人の性的なことを馬鹿にする奴は気持ちが悪い

 百合の感覚はよく理解できないんだけど、やたら薔薇の感覚だけは理解できるので、女に生れたホモなんじゃあないかと悩み続けたことはある。
  何故自分は女に生れたんだろう、男に生れればもっと男と理解しあえたかもしれない、と。
  セクシャルマイノリティの兄ちゃんに思い切ってその感覚を説明したら
「たぶんジェンダーなんでしょうね。女になりたくはないけれども、女の下着を見につけたいとか、女装すれば満足するレベルというか」
  と言われた。うん、なんかそんな感じだ。
  堂々と前向きに「男といちゃいちゃしても自然にみられる」と割り切ることもできるけど、自分が女として扱われる瞬間にたまーに鳥肌が立つのだ。
  やっぱり自分が女なことにはすごく抵抗があるというべきなのだろうか。まあ男になったとしても葛藤とかはあるのだろうけど。

 そんなときには昔Mさんが「のびたが女物の下着を身につけているジェンダーな夢を見た」と話してくれた内容を思い出すのだ。
  小学生の社会ではあまりにジェンダーに風当たりが強すぎる、そんな妙にリアルなお話で、思わずのびたに同情した私だった。
  たぶんセクシャルマイノリティがある人の大半は、そういったものに悩むのだと思う。
  大人はもうちょっとデリケートに扱うけれども、子供は本当にそういうこと考えないだろうから、怖いなあと思った。
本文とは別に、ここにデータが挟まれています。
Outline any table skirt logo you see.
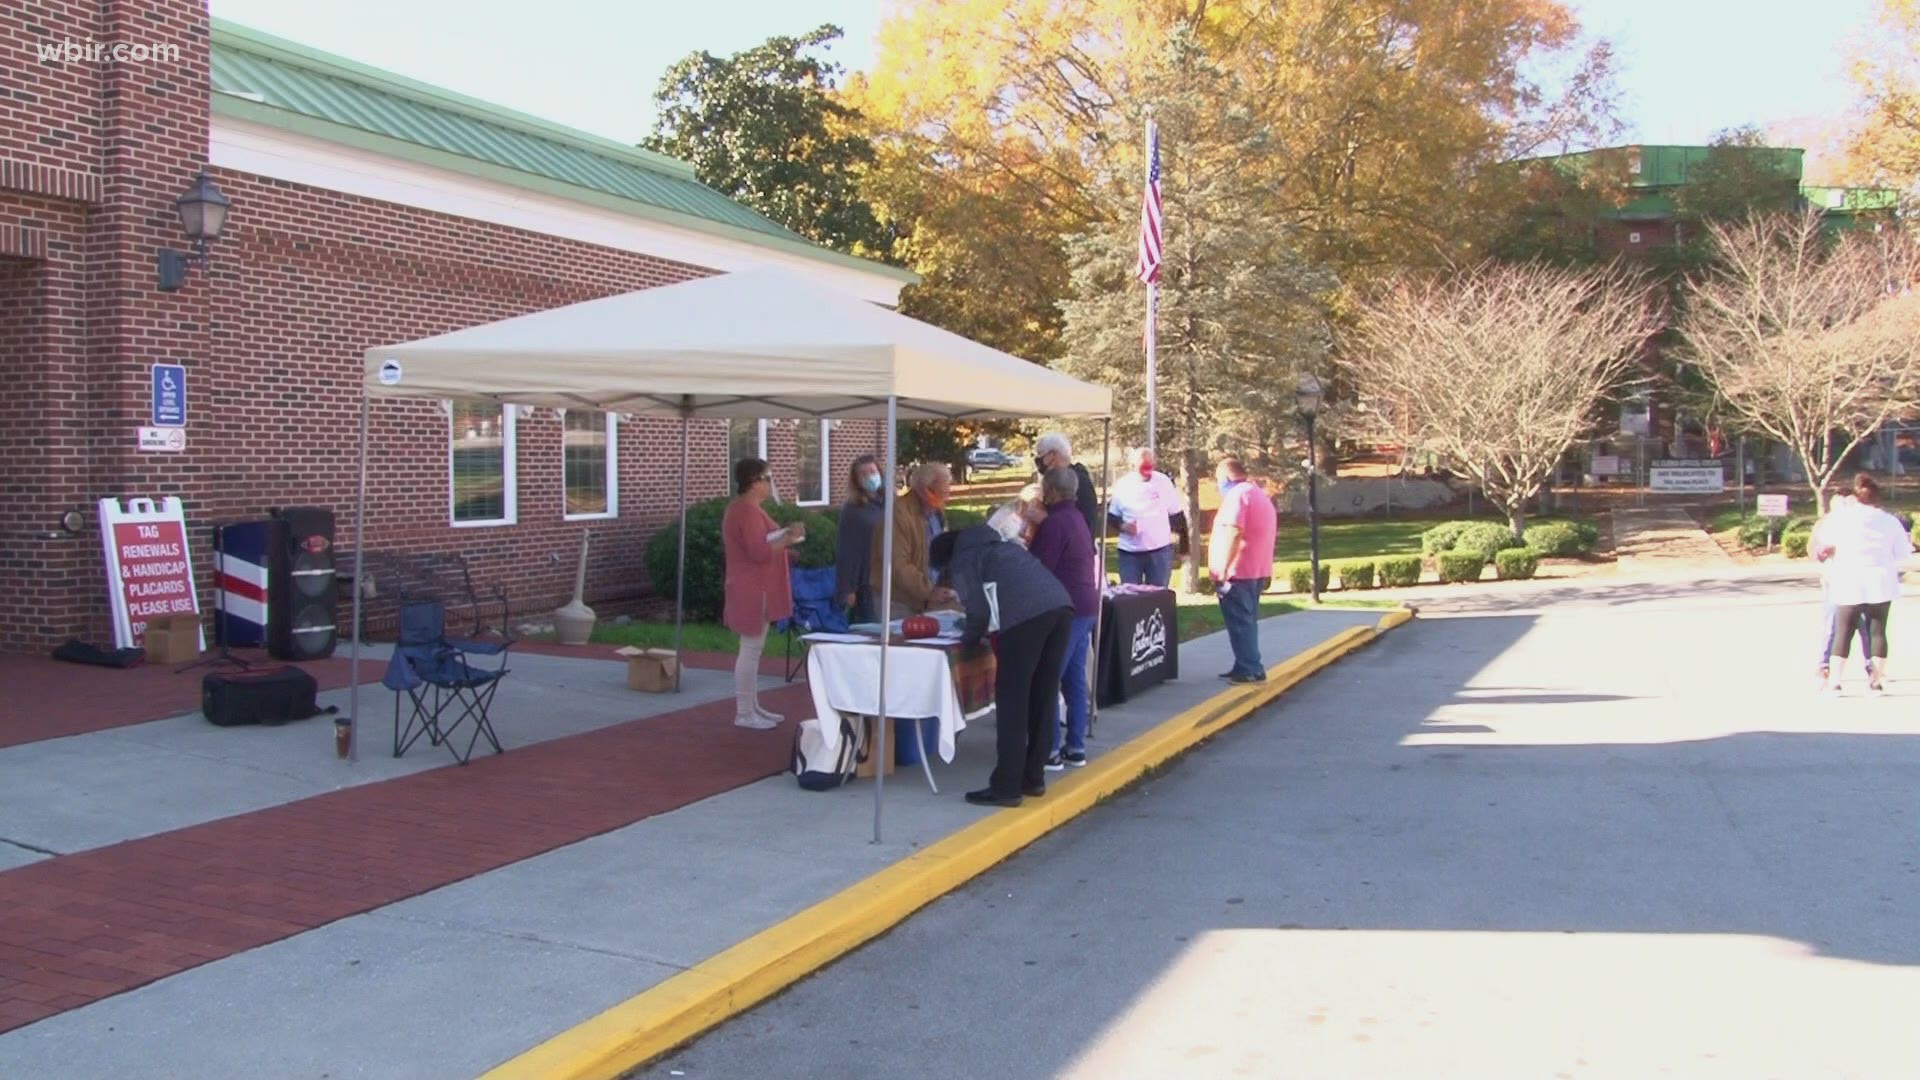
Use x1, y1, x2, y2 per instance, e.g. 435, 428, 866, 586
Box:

 おそろしいまでにこの世はヘテロ社会で、また変態と名乗っている人間の中に真の変態性欲の人間は少ない。どちらも市民権は全然まだ得られていないと感じる。
  市民権が得られていないという話だけであって、別に得られるべきだとか、そんなのは存在してはいけないとか、そんなことを主張するつもりはない。

 ただあまりにも大多数派が占めているとそれが普通すぎて本当の少数派に対してやたら無神経になるのはどうにかならないのだろうか。
  別に二次元と結婚する人間も、ダッチワイフをお嫁にする人間も、「気持ち悪い」と否定する必要はないじゃあないか。
  むしろ彼らの可愛い妻や恋人を不当に扱って笑いとばす奴らのほうが、とっても気持ち悪いと私は感じるのだ。何故そこまで、人の性的なことを馬鹿にできるのか不思議になるのだ。
  好きと感じる感情を否定して、無難に愛していない人と世間体を考えて結婚したりセックスしたりするのがいいというのであれば、そんな人たちのようになりたいと私は思わない。
  それは性的には正しい行為をしているのかもしれないけれども、人間として正しいとは思わない。
  正しい正しくないではあまり考えない私だけれども、やっぱりそう感じてしまうのだ。